Post-Gutenberg has for some time been avoiding all the usual superlatives in praising new books – bankrupt currency, for the reasons Jennifer Weiner offered in a summing-up in ‘All Blurbed Out’ in last Sunday’s New York Times that said in part: ‘”Stunning” is mundane, “gorgeous” is commonplace, “brilliance” and “genius” are positively de rigueur.’

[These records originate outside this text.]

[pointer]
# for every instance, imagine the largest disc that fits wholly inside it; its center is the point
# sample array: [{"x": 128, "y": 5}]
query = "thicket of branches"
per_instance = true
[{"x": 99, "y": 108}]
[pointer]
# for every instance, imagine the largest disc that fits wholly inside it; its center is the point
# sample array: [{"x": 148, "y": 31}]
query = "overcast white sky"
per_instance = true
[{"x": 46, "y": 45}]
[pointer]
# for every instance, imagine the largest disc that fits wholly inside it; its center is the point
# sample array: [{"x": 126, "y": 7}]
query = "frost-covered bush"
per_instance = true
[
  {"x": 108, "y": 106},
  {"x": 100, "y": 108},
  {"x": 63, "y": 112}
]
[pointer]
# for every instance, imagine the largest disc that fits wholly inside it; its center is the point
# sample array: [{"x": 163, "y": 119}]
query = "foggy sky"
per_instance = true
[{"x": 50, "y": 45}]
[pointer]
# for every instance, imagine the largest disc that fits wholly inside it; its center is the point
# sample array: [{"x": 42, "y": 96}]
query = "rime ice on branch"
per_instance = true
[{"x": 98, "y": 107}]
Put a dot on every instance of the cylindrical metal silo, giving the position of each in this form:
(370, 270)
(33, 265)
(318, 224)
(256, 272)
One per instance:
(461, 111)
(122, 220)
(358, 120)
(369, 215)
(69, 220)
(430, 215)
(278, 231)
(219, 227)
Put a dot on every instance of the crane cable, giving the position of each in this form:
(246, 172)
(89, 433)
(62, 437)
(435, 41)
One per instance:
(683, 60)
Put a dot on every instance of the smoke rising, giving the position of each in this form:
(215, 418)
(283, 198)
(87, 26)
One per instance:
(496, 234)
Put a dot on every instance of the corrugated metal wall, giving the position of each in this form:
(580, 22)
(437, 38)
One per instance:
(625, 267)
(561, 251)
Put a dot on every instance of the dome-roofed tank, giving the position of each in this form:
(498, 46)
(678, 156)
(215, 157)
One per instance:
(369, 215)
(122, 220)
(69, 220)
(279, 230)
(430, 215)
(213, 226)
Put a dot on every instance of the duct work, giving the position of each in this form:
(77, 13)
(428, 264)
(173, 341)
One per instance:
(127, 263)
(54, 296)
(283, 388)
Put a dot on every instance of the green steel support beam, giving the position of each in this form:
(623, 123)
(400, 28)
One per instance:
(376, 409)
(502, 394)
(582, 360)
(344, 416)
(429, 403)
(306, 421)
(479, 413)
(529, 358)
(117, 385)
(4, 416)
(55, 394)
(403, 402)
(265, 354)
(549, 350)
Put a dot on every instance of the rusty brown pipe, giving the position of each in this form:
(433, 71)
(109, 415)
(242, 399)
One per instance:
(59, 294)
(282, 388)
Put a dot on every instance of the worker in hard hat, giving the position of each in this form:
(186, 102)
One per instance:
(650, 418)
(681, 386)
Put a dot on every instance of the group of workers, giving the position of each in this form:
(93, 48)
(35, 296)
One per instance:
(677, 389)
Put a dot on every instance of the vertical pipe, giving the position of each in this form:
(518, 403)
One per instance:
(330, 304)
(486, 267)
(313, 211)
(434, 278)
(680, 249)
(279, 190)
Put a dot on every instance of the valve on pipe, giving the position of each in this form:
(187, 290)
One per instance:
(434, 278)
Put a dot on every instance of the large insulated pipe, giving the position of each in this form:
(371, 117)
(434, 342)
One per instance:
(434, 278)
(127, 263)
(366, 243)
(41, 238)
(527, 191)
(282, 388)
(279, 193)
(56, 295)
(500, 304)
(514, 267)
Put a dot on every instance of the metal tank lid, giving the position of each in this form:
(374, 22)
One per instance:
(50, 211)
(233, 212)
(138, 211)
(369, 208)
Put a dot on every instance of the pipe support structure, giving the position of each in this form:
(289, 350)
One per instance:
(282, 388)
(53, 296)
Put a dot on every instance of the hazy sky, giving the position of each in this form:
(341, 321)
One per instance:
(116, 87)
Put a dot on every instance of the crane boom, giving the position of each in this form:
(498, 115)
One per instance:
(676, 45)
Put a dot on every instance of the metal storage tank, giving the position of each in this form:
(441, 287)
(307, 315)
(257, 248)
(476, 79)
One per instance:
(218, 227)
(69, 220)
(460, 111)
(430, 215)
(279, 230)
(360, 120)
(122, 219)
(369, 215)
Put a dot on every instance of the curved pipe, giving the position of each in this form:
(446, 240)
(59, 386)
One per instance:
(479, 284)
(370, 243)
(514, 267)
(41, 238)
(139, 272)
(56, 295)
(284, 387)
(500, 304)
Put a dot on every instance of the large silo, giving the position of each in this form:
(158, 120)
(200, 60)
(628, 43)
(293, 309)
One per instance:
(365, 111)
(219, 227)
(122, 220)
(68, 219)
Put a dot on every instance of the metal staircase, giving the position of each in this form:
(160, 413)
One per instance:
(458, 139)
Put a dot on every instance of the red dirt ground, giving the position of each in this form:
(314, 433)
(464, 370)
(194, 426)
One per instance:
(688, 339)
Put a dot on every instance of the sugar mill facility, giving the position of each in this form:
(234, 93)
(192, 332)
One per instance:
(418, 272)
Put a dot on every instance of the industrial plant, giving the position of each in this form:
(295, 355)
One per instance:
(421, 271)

We offer the best and only reliable guides to literary achievement — excerpts from the author’s own text. We are pleased to do this because Rausing is not only generous with her family’s money, but the far more precious gifts of her attention and engagement. In a recent profile in The Telegraph, she announced her commitment to personally going through unsolicited submissions – usually called the slush pile – dispatched to Granta. Over to her book, now:

EXTRACT ONE

That evening I found Marika and Alar and Heli drinking cocktails: 96 percent ethanol from Marika’s veterinary practice poured into a Russian vodka bottle, mixed with ‘exotic juice’. They used to drink ethanol eggnogs because Marika got paid in eggs from the farmers; thirty to forty eggs to cure a sick cow. When the salmonella started appearing in the eggs they stopped it, and started mixing the alcohol with juice. I drank that strange and ravaging mixture with them, and at midnight we went to a bar by the harbour, open all night now for drinking and dancing. Somebody, I think it was Ets, brought a bottle of champagne, and we drank that, too. Some strangers turned up – a pale man with green eyes and sandy moustache, and a young couple with a Doberman. They were from President Meri’s staff – he had a dacha on the peninsula, from the Soviet era. I had come across it by chance – a seemingly abandoned narrow dirt road broadened, then turned into an asphalt road, ending by a high gate and a fence. People were dancing wild Estonian waltzes and polkas; under the influence of ethanol and Georgian champagne, the strangers seemed like friends. Dusk merged with dawn, and I walked home alone.

EXTRACT TWO

Who was I, at this point, for them? A kind of mascot, perhaps. In the plenty of Estonian summer I was offered strawberries, gooseberries, rides in Ladas. Once I was offered fish, two tiny brown fish. I was always offered drinks, too many drinks. A slight anxiety set in about leaving. At the same time the heat, the relentless heatwave made me feel as if nothing would ever change. The glaring light was eating me up, and I longed for grey clouds and cool winds. Something felt stuck in my throat. I slept and slept. My Swedish duvet, so warm in the winter, smelled of sweat now. There was no wind – the village echoed without the perennial wind. The dogs howled. I woke up at night from the howling, or from Karl crying next door. The moths fluttered in the kitchen as I stumbled out for a glass of water. I dreamt, anxiously, about leaving my laptop behind.